Disproportionate-share hospital reimbursement and Medicare physician payment are “areas that will need tweaking as we move along toward implementation,” said Blair Childs, senior vice president of public affairs for Premier, a healthcare group-purchasing and quality-improvement organization.
Childs and others who spoke during a panel on reform implementation said that the new law will make some significant improvements to provider reimbursement through insurance-coverage expansion and mandates.

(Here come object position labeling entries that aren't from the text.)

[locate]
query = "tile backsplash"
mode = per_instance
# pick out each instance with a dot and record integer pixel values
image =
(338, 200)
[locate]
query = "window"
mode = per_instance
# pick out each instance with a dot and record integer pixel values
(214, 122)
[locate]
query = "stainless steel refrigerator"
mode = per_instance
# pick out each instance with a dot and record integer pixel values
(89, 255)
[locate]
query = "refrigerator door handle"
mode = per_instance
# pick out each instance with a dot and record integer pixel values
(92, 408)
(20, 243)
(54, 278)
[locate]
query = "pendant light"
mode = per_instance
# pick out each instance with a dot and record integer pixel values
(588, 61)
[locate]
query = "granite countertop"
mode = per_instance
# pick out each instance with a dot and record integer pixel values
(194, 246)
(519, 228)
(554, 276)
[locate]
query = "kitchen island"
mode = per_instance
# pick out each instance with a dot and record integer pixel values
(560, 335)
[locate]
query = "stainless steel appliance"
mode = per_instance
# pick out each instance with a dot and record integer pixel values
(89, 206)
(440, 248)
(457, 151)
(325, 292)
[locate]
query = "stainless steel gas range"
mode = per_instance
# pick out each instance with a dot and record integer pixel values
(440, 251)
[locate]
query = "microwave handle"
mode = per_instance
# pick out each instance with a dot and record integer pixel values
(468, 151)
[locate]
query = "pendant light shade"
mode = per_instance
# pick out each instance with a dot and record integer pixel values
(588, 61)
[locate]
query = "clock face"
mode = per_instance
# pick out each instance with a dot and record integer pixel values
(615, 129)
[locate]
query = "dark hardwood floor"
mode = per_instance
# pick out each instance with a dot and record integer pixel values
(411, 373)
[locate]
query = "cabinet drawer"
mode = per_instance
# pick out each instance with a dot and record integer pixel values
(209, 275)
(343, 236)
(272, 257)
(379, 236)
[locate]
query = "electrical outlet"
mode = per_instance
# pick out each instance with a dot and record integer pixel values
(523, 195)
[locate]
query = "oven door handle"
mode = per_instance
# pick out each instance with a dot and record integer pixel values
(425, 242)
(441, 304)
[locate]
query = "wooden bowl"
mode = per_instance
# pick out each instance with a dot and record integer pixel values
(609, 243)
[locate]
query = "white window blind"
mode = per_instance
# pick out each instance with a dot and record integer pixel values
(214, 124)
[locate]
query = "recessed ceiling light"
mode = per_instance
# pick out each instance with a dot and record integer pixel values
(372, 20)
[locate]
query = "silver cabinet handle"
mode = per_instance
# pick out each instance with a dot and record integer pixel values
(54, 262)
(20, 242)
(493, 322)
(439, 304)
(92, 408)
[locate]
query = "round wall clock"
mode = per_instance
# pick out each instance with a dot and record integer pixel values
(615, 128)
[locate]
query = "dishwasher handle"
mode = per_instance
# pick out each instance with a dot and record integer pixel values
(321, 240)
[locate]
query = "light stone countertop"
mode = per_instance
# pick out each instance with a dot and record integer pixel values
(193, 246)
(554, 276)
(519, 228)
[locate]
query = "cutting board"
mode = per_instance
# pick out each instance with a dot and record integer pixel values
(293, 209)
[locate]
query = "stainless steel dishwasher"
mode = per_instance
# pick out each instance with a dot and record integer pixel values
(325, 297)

But they also said impending cuts to DSH funding, reductions to Medicare reimbursement rates and an imminent increase in the number of seniors hitting the Medicare roster could diminish those improvements if lawmakers and healthcare providers don't work now to address potential problems.
“There are a lot of holes in this bill,” said Richard Pollack, the American Hospital Association's executive vice president of advocacy and public policy. “The coverage expansion didn't go as far as we would have liked. There will still be 20 million uninsured after this bill takes effect.”
In addition to pushing for tweaks to the reimbursement system, panel participants said hospitals also must use the implementation period to aggressively seek out effective care-delivery models that will help them reduce and control costs. “Hopefully, the demonstration and pilot programs will teach us something over the next five years, or else we're going to find ourselves right back in the same place,” said Atul Grover, chief advocacy officer with the Association of American Medical Colleges.